Being an archivist sounds like it should be a boring job. Unfortunately, such has not been the case for Yuri Dmitriev. He found himself persecuted as an enemy of the state, precisely because he did his job well—too well as far as the Putin regime was concerned. For the crime of discovering and authenticating a mass grave for victims of Stalin’s purges, the mild-mannered archivist stood trial on truly horrific trumped-up sex crime charges, as filmmaker Jessica Gorter documents in The Dmitriev Affair, which premieres tomorrow on OVID.tv.
By pouring through Stalinist era archives and combing through the forestland of Karelia, Dmitriev uncovered the Sandarmokh mass grave site. As part of the Nobel Peace Prize-awarded international NGO, Memorial, which was forced to shutter its Russian constituent organization, Dmitriev helped oversee the excavation of the gravesite and the dedication of a commemoration monument for grieving family members. That did not sit well with the Putin regime, which has fostered a media campaign to rehabilitate Stalin’s historical image.

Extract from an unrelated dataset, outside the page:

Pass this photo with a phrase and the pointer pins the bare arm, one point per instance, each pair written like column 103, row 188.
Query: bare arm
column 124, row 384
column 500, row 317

What happened to Dmitriev is absolutely disgusting. For two years, he was imprisoned and prosecuted on specious child pornography charges. Tragically, the supposed victim, his adopted daughter, became collateral damage, when she was returned to the grandparents who previously abandoned her at the orphanage. Considering the constant presence of Dmitriev’s grown children and other family members, the charges so utterly defied credibility, Dmitriev was initially found not guilty. Yet, the regime simply re-indicted on even more extreme charges.

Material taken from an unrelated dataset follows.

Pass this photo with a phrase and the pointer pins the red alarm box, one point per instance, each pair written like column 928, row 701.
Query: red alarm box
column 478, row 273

Gorter was present to record every perverse twist and turn of the Kafkaesque case. It might be a cliché, but this documentary conclusively proves the adage that “those who forget the past are doomed to repeat it.” This is precisely why Putin and his lackeys are so determined to obscure and re-write Russia’s sinister Soviet history.
Unfortunately, the film also shows just how acutely vulnerable Dmitriev was to the regime’s smear tactics and lawfare. He is clearly an “absent-minded professor” type, whose passionate outrage in the face of injustice often propels him to ill-advisedly take the state-media’s bait. Arguably, his lack of cynical guile directly contributes to his downfall.

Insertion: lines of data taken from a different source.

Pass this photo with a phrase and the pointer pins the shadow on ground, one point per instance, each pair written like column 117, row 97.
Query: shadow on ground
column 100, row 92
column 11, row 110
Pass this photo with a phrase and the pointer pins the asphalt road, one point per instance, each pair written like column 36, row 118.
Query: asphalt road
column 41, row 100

Of course, when Putin’s machine has someone in their crosshairs, the results are inevitable. Just look at the examples of the well-heeled Khodorkovsky and Navalny. As an academic with limited resources, Dmitriev hardly stood a chance. Nevertheless, spreading awareness of his persecution is one of the only actions average viewers can take to help the archivist. It raises the likelihood he might be included in future swaps of prisoners of conscience for Russian agents and raises the international PR costs should he conveniently “die of natural causes” while serving his sentence.
The Dmitriev Affair is scrupulously measured and restrained. There is no manipulation, just reality unfolding. That is also why it inspires such righteous anger. Recommended as an example of gutsy filmmaking and an indispensable primary source documenting the abuse of power in Russia, The Dmitriev Affair starts streaming tomorrow (2/19) on OVID.tv.